# cooking for 30 people



## piracer (Jun 22, 2006)

Well, ive been offered a job by my uncle too cook for him and 30 other people for a dinner party. details are still a bit sketchy but im a bit unsure of whether to except his offer as well, im only 16 and i dont know if im all that ready to take up such an offer. 

so, i was hoping you guys could help me, with some recipie ideas.

i was thinking perhaps something like a cold seafood with some fresh mayoniase for a starters which could be easy. the main courses perhaps some beef bourgioun (spell!) or a sort of stew that can easily be dished out with some mash potatoes of some sort. 

perhaps to go with it, some sort of vegetables or another slightly 'main' course dish or the other way round, like a pasta? perhaps some fresh pesto, i was thinking.

dessert is the biggest problem i can think off. i was thinking of making individual chocolate cakes, but i dont have 30 moulds and neither does he. what else can i do? are those glass tiramisu that i see being made on cooking shows easy and good? if not, what other kind of dessert can be suggested to be made in a big portion?
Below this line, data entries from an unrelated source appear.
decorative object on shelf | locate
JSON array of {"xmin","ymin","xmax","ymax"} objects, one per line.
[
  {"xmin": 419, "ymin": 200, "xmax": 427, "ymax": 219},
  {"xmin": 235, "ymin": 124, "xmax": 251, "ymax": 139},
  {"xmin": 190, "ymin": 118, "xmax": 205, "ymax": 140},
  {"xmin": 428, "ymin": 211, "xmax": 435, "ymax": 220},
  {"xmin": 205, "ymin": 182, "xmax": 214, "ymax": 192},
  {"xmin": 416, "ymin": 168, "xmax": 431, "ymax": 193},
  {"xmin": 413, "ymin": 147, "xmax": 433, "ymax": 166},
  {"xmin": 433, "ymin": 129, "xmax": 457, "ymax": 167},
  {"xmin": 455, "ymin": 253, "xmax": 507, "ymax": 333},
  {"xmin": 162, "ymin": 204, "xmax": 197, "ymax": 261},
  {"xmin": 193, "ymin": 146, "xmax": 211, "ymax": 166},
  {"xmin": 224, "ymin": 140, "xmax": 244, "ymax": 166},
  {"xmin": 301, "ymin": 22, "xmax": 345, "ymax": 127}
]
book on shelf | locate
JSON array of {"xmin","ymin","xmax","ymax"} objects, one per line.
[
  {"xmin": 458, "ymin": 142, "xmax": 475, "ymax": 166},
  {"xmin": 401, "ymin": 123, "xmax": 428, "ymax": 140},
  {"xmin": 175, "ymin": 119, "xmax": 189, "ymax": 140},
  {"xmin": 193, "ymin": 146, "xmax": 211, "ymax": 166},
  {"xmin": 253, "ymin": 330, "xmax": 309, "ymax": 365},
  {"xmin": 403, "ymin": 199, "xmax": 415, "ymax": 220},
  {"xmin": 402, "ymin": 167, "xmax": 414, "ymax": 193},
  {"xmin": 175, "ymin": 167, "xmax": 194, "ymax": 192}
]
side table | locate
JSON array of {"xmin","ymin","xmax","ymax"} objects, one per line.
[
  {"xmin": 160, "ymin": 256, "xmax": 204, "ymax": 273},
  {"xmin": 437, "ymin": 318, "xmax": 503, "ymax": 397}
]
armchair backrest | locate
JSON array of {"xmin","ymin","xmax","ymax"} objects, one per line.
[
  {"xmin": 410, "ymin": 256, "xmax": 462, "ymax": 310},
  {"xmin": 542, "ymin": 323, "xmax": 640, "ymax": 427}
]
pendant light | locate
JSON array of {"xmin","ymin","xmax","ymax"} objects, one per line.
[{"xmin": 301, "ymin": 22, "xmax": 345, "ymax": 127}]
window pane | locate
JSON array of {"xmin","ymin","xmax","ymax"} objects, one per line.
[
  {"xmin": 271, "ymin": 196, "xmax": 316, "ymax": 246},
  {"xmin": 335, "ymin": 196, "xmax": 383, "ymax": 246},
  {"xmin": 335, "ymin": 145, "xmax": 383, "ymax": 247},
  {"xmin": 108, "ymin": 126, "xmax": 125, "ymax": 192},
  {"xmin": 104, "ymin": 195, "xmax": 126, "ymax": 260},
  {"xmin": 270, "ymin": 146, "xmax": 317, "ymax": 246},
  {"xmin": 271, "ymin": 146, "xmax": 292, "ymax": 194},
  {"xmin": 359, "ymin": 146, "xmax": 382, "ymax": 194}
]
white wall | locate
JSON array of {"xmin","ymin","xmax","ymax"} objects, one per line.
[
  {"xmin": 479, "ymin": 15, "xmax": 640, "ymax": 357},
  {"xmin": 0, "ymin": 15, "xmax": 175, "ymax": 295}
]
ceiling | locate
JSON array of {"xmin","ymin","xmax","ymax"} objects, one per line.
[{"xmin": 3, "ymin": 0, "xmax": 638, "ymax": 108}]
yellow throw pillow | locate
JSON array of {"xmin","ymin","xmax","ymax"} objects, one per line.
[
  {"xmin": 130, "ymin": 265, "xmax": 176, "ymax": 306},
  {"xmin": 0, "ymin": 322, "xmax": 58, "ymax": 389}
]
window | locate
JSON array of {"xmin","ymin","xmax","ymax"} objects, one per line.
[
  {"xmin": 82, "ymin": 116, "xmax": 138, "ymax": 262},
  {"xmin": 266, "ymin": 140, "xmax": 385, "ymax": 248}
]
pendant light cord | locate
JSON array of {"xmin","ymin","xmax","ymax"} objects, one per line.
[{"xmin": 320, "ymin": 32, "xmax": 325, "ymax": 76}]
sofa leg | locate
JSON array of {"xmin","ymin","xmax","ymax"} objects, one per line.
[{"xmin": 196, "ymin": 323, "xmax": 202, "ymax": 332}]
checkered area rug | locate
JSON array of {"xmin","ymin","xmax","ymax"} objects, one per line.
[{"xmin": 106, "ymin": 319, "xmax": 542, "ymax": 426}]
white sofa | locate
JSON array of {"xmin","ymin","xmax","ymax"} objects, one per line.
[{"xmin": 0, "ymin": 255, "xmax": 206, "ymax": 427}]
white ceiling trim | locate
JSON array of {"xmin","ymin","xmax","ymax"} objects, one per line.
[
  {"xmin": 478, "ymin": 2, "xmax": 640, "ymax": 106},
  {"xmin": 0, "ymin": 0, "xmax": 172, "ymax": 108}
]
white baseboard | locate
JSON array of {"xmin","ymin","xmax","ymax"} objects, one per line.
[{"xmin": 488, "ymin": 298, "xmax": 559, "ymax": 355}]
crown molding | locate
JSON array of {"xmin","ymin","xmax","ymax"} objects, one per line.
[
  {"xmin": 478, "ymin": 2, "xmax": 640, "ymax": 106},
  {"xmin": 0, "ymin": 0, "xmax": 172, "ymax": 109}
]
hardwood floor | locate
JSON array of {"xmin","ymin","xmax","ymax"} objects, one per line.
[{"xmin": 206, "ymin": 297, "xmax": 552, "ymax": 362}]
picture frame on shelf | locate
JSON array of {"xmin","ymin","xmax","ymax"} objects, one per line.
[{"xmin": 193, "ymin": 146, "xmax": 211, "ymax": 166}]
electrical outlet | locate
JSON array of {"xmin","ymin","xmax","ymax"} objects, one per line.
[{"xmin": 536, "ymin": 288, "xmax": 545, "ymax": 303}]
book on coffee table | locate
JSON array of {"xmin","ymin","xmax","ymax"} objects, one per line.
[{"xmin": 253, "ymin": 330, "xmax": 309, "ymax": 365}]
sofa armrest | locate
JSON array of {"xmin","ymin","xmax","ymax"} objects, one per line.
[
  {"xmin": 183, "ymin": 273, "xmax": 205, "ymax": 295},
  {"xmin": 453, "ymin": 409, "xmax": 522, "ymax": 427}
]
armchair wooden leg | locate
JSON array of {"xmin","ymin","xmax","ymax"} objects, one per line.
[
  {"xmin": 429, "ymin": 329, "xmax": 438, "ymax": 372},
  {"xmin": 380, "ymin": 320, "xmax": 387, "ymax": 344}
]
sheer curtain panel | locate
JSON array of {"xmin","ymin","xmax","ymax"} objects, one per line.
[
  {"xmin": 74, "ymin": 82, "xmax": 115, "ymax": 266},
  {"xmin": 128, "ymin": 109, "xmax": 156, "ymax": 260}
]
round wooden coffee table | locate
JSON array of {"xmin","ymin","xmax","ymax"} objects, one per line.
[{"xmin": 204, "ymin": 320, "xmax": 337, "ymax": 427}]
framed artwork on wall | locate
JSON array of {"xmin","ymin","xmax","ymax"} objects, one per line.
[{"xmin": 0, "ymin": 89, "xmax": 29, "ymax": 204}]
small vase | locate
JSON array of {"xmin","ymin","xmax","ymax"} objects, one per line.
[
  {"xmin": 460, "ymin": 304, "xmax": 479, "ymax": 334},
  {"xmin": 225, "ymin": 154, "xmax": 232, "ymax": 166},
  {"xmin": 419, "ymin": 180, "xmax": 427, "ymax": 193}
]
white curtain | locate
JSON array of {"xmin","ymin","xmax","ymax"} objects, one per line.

thanks for any help, he wants to cook on this 19th of august. i have to tell him in 24 hours whether i want to do it.


----------



## boosehound (Jul 17, 2006)

first if you realy think you can do it, do it, if not just back out, that said if you do decide to do it were ever you are go with the season, example- im in new england its realy hot right now so stews and braises are kinda out
so i would make a simple light clam chowder to start, then i would head over to a local farm(one just happens to be a mile from my house) and just purchase whatever they may have and enough for thirty-five people(have a little extra) next if there not into soup do a light salad, possibilities are endless with salads and they are very simple, next i would get some local fresh fish (striper)again this is simple for me becuase i live on an island so if i was realy ambitious i could catch it myself, but im not so i just call my guy and tell him what i need i would serve this with mashed potatoes or roasted potatoes, sauted vegtables, i will usually run striper with a maltaise sauce(hollandaise with reduced blood orange juice) or a buerre blanc with meyer lemon or blood orange again possibilities are endless, if youd rather run meat do rib eye's with grilled vegtables and mashed potatoes and some sort of au jus 

just remember seasonality and simplicity and find out what kind of money your uncle intends to spend on everything

o almost forgot dessert do you have to do individual desserts? why not a few different thing every one can choose , a trifle cake, a big creme brulee stuff like that a fresh berri and fruit salad with some sorbet.

hope all this babble helps


----------



## shroomgirl (Aug 11, 2000)

wow that's ambitious.....reads alot like my first big party about the same age as you.....

everything cooked ahead.

seafood salad good start

Stew....right on....chicken or veal stew is lighter for this weather.
Rice easier than alot of mashed potatoes
salad
rolls/butter

Dessert you are right on with the premade....as little last minute as possible.
Ice Cream/sorbet with a sauce and fruit always a hit in the summer....fun cookie garnish.

GET HELP serving/plating!!!!!!

You'll need alot of refrigeration for individual glasses of dessert.
Big pots for stew and large pans for rice. 
Be very careful with making homemade mayo and seafood salad in this heat....you've got the potential for dangerous bugs with raw eggs and seafood at the wrong temp. This may sound like a copout but I'd use shelf stable Hellman's mayo with lemon/herbs/garlic instead of risking homemade.


----------